Anticiper une inondation décamillénale
Comment les évaluer ? Tout dépend, dans la zone considérée, de la fréquence de l’intensité et de la durée des inondations extrêmes. Pour cela, il est nécessaire de déterminer le niveau marin et d’étudier les deux facteurs qui le déterminent : la marée astronomique et la surcote. Phénomène physique régulier qui dépend de la rotation de la Terre et de l’attraction gravitationnelle qu’exercent sur elle la Lune et le Soleil, la marée est prévisible alors que la surcote (la différence entre le niveau marin observé et celui qui résulterait seulement de la marée astronomique) est aléatoire et difficile à anticiper car liée aux conditions météorologiques notamment au vent et à la pression atmosphérique.
En 1999, pour les sites nucléaires en bord de mer et d’estuaire comme Le Blayais, la règle de sûreté en vigueur concernant le risque de submersion était celle définie par l’ASN en 1984 : elle consistait à prendre en considération la valeur maximum entre, d’une part, la conjonction de la plus grande marée astronomique avec la surcote de pleine mer millénale (celle qui se produit en moyenne une fois tous les mille ans) et, d’autre part, la conjonction de cette même marée avec la crue millénale du fleuve rejoignant l’estuaire.
Pour respecter cette règle, EDF avait construit une digue en front de Gironde.
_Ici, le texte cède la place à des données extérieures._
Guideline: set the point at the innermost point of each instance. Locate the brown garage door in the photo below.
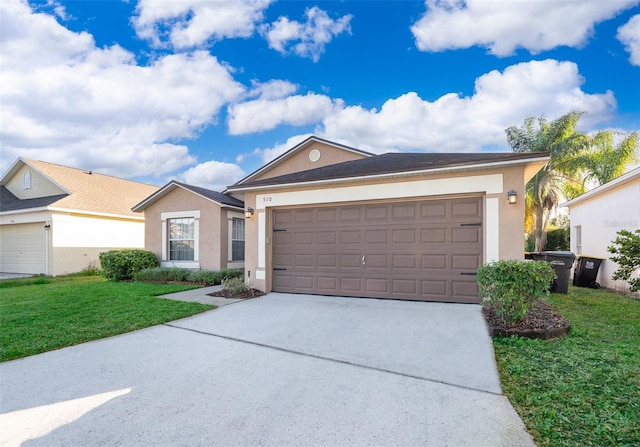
(425, 250)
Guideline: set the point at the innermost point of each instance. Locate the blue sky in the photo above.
(208, 91)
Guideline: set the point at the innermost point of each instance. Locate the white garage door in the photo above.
(22, 248)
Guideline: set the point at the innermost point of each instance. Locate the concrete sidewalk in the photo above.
(201, 295)
(279, 370)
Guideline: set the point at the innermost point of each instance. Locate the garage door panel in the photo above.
(350, 214)
(328, 284)
(351, 237)
(434, 261)
(376, 213)
(465, 209)
(377, 286)
(22, 248)
(464, 234)
(422, 250)
(433, 210)
(351, 284)
(400, 261)
(376, 236)
(327, 237)
(404, 236)
(465, 262)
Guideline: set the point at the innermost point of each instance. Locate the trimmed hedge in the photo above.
(120, 265)
(511, 287)
(171, 274)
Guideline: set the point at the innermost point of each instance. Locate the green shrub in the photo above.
(626, 251)
(511, 287)
(120, 265)
(235, 286)
(166, 274)
(162, 274)
(557, 240)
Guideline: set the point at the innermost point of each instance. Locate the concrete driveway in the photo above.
(272, 371)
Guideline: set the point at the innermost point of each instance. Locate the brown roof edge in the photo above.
(393, 165)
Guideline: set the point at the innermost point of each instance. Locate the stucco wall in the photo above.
(601, 217)
(210, 226)
(504, 223)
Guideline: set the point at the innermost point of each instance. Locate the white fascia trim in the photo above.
(391, 175)
(478, 184)
(24, 211)
(71, 211)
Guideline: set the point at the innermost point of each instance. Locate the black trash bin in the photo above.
(586, 272)
(562, 261)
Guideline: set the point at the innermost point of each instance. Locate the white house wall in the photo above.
(600, 218)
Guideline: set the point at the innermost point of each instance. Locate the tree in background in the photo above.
(560, 139)
(576, 161)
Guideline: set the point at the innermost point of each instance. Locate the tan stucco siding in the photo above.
(209, 226)
(40, 185)
(504, 223)
(300, 160)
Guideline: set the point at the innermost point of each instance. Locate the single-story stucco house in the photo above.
(192, 227)
(412, 226)
(56, 219)
(598, 215)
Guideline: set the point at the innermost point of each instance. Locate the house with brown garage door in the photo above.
(192, 227)
(411, 226)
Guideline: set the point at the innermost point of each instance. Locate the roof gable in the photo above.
(297, 158)
(85, 191)
(213, 196)
(395, 164)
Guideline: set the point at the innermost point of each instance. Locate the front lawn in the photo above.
(42, 313)
(583, 389)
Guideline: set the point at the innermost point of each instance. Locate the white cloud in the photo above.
(264, 114)
(66, 101)
(629, 35)
(191, 23)
(274, 89)
(504, 26)
(462, 124)
(306, 39)
(214, 175)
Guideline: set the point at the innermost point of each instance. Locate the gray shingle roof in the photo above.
(216, 196)
(9, 202)
(392, 163)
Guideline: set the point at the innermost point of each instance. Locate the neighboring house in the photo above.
(192, 227)
(409, 226)
(598, 215)
(55, 219)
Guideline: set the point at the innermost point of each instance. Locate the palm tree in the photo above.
(608, 154)
(560, 139)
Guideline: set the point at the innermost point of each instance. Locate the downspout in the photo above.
(47, 228)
Pourtant, le 27 décembre 1999, alors que les conditions de marée n’étaient pas extrêmes, la combinaison de la surcote et des vagues engendrées par la tempête Martin a provoqué l’inondation de la centrale.
À la suite de cette inondation, EDF a renforcé la protection du site : installation de portes étanches à l’entrée des bâtiments, rehaussement des digues et construction d’un mur pare-houle, mise en place de moyens mobiles de pompage, etc. Et, en 2001, tous les acteurs du nucléaire français ont amorcé une démarche de grande ampleur pour réévaluer la sûreté de l’ensemble des centrales face aux risques d’inondation. Menée avec l’appui d’experts en hydrologie et hydrométéorologie, la démarche a débouché en 2013 sur la promulgation par l’ASN d’un guide établissant de nouvelles règles. Celui-ci vise la protection de toutes les installations nucléaires contre une inondation décamillénale, que celle-ci soit marine, fluviale, liée à de fortes pluies, des remontées de nappes phréatiques, à la conjonction de plusieurs phénomènes incluant un séisme, etc. Pour le risque de submersion, deux évolutions notables sont introduites : la prise en compte des vagues et l’impact du changement climatique.
Prédire la surcote
L’inondation du Blayais a souligné la difficulté à évaluer le risque de submersion marine et conduit à revisiter les méthodes utilisées jusque-là. « En France, nous considérons que la variable d’intérêt caractéristique du phénomène est la surcote, explique Yasser Hamdi, chercheur de l’IRSN sur la statistique des événements hydrométéorologiques et climatiques extrêmes. Pour cette variable, nous disposons d’observations et enregistrements qui permettent d’établir un modèle de comportement statistique à partir duquel on peut ensuite estimer la valeur correspondant à la probabilité recherchée. »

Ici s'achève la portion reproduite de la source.